Data Storage (DTST) Q3 2024 earnings summary
Event summary combining transcript, slides, and related documents.
Q3 2024 earnings summary
14 Jan, 2026Executive summary
Achieved $5.81 million in Q3 2024 revenue, a 3% year-over-year decline, reflecting a shift to high-margin recurring subscription revenue over one-time sales.
Maintained profitability for Q3 and the nine-month period, with net income of $122,000 for Q3 and $235,000 for nine months, despite lower one-time sales.

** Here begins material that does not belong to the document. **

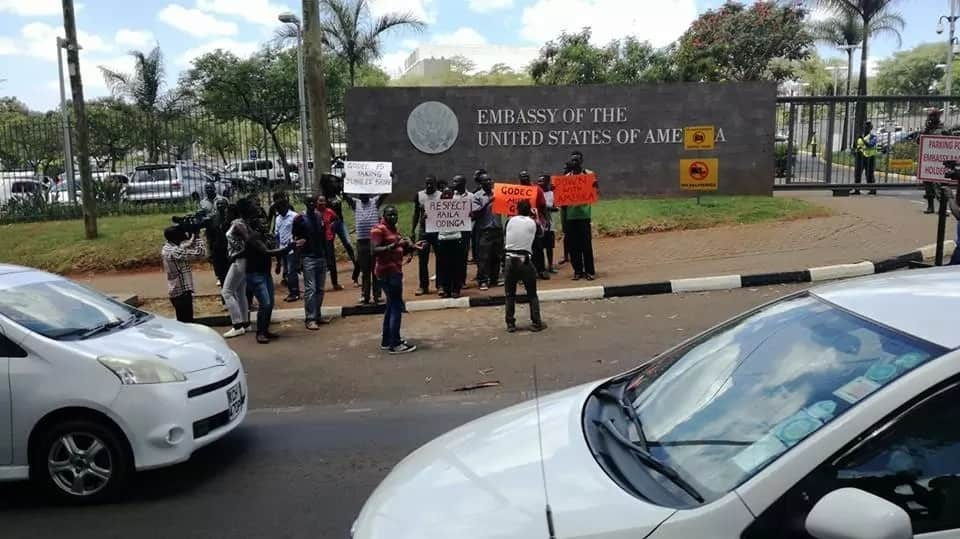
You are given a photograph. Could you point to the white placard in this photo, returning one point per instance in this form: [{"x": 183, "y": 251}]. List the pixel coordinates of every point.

Expanded into high-growth, regulated sectors (insurance, healthcare, education) with new contracts and partnerships, and strengthened U.S. and U.K. infrastructure, including new data centers and leadership appointments.
Continued focus on subscription-based services, international expansion (notably the UK and EU), and cross-selling following the merger of CloudFirst Technologies and Flagship Solutions.
Cash and marketable securities totaled $11.9 million as of September 30, 2024, with no long-term debt.
Financial highlights
Q3 2024 revenue: $5.81 million (down 3% year-over-year); nine-month revenue: $19.0 million (up 1% year-over-year).
Gross profit margin improved to 43.2% in Q3 2024 from 38.9% in Q3 2023; Q3 gross profit was $2.51 million, up 8% year-over-year.
Adjusted EBITDA for Q3 2024: $515,000, up from $486,000 in Q3 2023; nine-month adjusted EBITDA: $1.4 million.
Net income for Q3 2024: $122,000 (down from $179,000 prior year); nine-month net income: $235,000 (down from $456,000 prior year).
Ended Q3 2024 with $11.9 million in cash and marketable securities, and working capital of $11.6 million.
Outlook and guidance
Projected recurring revenue for 2025 expected to exceed $20 million, with baseline revenue estimated at $21 million, including $5–6 million in software/hardware renewals and $2–2.4 million in managed services.
Renewal rates estimated at 92% for revenue and 94% for clients, with cloud services margins around 60%.
Built-in contract price increases up to 10% on renewals, supporting revenue growth.
Management expects continued positive EBITDA from subsidiary operations and is focused on international expansion, particularly in the UK and EU, with new data center agreements commencing in 2025.
Strategic investments in infrastructure and international expansion are expected to drive future growth and broaden market impact.